Welcome to the community and congratulations on finishing this guided project.

Your project looks good. But there are a few things that caught my attention.

  • It would have been great if you could give a bit more of context about the project in the introduction. You have already given a couple of lines using the markdown cell, which is great.
  • You have used str.replace() method along with for loop to rename the columns. This is one way to do it for sure. But if you’re using
    dataframe.rename({'oldname':'new_name'},axis=1, inplace=True) it would be easier and you don’t need a loop.
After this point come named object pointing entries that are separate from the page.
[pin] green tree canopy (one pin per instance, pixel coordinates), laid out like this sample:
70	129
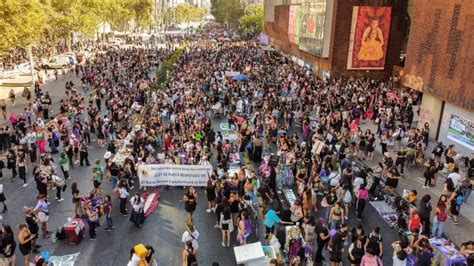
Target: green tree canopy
227	11
252	23
187	13
21	23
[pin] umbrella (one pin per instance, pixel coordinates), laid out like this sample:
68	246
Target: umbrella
241	77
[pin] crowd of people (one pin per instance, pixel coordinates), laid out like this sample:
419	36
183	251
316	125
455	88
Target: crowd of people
315	129
100	111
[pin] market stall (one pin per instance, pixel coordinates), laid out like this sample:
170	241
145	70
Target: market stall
445	253
251	255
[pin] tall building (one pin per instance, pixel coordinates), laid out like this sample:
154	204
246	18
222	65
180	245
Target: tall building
339	37
367	38
439	63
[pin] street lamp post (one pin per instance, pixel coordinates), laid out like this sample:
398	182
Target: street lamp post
30	54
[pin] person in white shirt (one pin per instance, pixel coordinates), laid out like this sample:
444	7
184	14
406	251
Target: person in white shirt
137	217
123	194
455	177
191	234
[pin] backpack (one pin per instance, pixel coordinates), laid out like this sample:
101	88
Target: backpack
374	241
459	200
191	257
61	233
248	227
442	216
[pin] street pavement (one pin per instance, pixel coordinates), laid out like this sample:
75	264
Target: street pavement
414	180
163	229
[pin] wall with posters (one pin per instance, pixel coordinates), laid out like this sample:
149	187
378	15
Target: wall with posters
338	45
279	38
457	127
315	27
294	20
369	38
439	54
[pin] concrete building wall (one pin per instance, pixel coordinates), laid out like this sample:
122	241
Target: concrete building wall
336	63
439	55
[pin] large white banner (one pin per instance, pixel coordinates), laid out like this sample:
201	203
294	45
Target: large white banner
173	175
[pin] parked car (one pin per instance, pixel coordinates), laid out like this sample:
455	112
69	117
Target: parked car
56	62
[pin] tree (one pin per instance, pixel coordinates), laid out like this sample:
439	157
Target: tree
21	23
252	23
227	11
141	11
186	13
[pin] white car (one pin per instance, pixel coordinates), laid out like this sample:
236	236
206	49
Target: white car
116	42
72	58
56	62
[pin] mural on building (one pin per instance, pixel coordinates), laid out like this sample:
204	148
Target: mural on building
369	37
461	130
294	24
313	29
440	53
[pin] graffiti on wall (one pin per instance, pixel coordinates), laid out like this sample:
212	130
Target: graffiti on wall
439	58
369	37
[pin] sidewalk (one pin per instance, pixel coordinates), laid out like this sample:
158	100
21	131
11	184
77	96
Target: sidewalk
55	88
414	180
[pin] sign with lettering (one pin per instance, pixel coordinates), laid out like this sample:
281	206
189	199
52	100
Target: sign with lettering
173	175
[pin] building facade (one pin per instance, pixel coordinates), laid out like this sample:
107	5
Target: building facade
440	64
334	36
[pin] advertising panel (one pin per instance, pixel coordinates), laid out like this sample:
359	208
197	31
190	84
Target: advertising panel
461	130
294	24
369	38
442	68
315	27
173	175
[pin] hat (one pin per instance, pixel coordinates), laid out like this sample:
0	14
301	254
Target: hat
107	155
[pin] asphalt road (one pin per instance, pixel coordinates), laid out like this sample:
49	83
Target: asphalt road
162	230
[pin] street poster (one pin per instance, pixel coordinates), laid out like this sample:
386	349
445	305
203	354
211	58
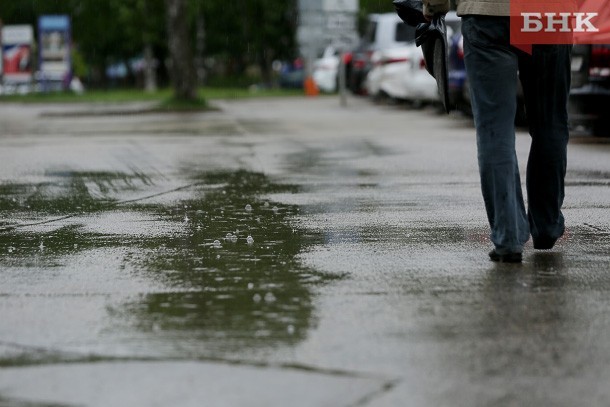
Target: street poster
17	53
54	40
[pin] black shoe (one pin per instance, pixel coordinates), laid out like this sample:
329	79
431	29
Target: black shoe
505	258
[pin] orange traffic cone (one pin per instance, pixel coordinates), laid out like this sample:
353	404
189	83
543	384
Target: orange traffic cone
311	89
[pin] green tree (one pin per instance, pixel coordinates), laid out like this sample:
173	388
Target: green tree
180	49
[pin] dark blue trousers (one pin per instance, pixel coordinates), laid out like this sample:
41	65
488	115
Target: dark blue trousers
494	70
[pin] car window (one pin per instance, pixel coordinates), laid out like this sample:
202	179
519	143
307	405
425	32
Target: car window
404	33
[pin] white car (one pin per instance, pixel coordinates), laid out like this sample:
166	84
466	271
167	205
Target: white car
326	70
400	73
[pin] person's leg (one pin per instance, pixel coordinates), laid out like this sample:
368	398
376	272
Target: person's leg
491	66
545	77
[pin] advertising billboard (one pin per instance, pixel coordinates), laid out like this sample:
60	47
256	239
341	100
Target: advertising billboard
54	55
17	43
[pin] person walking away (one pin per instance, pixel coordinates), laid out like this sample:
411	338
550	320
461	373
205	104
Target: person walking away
493	69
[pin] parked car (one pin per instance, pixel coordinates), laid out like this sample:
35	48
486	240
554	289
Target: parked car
400	73
326	69
459	94
383	31
590	93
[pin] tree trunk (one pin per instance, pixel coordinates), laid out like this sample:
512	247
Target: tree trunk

The whole code will look like this

             'lastSeen':'last_seen'}, axis=1, inplace=True)

With Registration year, I think we can accept cars with reg_year as 2016 since data is crawled in 2016.

From the way you have written the pandas code, I can sense that you know quite a lot about Pandas library. Maybe you were on a rush to finish this project. Anyway hope this feedback helps.

Hi @jithins123,

Thank you for your feedback! I had tried the dataframe.rename({'oldname':'new_name'}),axis=1, inplace=True) method but I think I had it formatted incorrectly as it kept throwing an error. Which is what led me to the for loop using str.replace().

As for the registration year, not including 2019 (you typed 2016 but I think you meant 2019 as I did include 2016 in reg_year) for the reg_year was based on future questions that could be asked. If we were to ask which brands increased in popularity over time, having an incomplete dataset from 2019 (the data was scraped sometime in the middle of 2019 but not at the end) might skew the results.

Thank you for your feedback! It definitely helped!

Hi @jesseba.fernando,

What I have understood is that the data was scrapped in 2016 as per the date columns.